Illégal mais perçu à ciel ouvert
Quoi qu’illégale, la perception du rapport se fait à ciel ouvert. Les responsables de la police, les magistrats et les responsables politiques de la province le savent et voient les roulages faire mais restent passifs. Si un véhicule peut réaliser cent quatorze dollars américains par mois, plus de trois mille véhicules qui font le taxi dans la ville versent plus de trois cents quarante deux mille dollars américains mensuellement dans le cadre du rapport. "Selon des témoignages, le gros de ce rapport est reversé à certaines autorités haut placées de la police" confie Me Kajabika. Ce qu’affirme aussi un policier de roulage posté à la place de l’indépendance, le seul carrefour qui relie les trois communes de la ville de Bukavu (Ibanda, Kadutu et Bagira) et qui est le plus rentable de la ville. "Si on m’a affecté ici c’est parce que je verse un rapport consistant aux chefs" confie-t-il tout en insistant sur le fait qu’il est un  "simple agent de manœuvre qui exécute les ordres". Le colonel Ekofo, porte parole de la police du Sud Kivu reconnait l’implication de certains chefs de police dans cette pratique "un officier a été arrêté récemment car il organisait cette pratique de rapport qui est une tracasserie" dit-il.
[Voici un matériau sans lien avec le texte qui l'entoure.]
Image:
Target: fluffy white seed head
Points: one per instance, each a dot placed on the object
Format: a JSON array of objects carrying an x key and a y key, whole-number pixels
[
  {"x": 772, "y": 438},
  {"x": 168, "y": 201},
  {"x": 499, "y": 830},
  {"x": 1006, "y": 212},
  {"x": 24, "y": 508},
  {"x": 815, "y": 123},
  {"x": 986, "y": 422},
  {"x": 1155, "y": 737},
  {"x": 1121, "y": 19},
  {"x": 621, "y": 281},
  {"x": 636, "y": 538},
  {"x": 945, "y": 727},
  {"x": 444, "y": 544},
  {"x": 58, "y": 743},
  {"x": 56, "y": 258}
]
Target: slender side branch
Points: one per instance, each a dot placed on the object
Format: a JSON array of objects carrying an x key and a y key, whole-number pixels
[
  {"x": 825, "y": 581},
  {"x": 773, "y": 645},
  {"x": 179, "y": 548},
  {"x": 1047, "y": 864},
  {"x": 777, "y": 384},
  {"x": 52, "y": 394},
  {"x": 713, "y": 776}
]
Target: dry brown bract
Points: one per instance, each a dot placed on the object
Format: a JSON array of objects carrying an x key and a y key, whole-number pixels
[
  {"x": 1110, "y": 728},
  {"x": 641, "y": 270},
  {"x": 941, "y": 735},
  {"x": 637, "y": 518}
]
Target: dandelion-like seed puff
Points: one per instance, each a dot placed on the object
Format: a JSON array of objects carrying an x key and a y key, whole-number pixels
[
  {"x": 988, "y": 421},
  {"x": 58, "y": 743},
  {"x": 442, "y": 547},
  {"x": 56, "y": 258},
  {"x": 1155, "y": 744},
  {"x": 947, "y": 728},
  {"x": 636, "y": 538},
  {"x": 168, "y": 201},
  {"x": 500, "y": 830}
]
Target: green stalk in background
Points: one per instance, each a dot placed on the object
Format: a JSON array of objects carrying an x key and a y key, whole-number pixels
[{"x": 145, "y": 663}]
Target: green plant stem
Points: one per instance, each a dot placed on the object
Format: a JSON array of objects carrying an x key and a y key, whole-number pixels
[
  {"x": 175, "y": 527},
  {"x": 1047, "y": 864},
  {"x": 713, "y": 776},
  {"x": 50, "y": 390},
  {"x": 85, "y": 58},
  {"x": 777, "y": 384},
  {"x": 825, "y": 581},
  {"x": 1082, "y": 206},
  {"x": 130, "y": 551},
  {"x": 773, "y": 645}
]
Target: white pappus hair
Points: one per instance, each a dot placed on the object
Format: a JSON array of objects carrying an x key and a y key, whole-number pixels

Il recommande aux taximen de "dénoncer les policiers de roulage qui les exigent ces frais pour qu’ils soient puni". "Nous dénonçons toujours mais  sans suite" confie pour sa part  monsieur  Mirindi, président de l’association des conducteurs du Congo, ACCO qui par ailleurs condamne le silence des autorités sur cette question.


Embouteillages et légèreté dans les contrôles
La conséquence de cette pratique est souvent la légèreté dans le contrôle des documents de bord et la dans la régulation de la circulation" Les roulages ne contrôlent plus les pièces mais se contentent d’un cinq cents francs qu’on leur donne " regrette Jean Morro Tubibu de l’ong Groupe Jérémie. Cette légèreté dans les contrôles pousse qu’il y ait aussi beaucoup d’accidents de circulation surtout lorsque les chauffeurs tentent d’esquiver les roulages constate-t-il.L’Etat réalise moins de recettes. Souvent aussi, les roulages arrêtent un véhicule et commencent des discutions jusqu’à ce que le chauffeur lui verse le rapport. "Entre temps, une  longue file d’autres véhicules se crée et naissent ainsi des embouteillages" témoigne John Muderwa un petit commerçant qui étale ses marchandises au rond point feu rouge. "La justice doit faire son travail pour que cesse cette pratique qui souille l’image de la police dans notre pays" martèle Me Pappy Kajabika.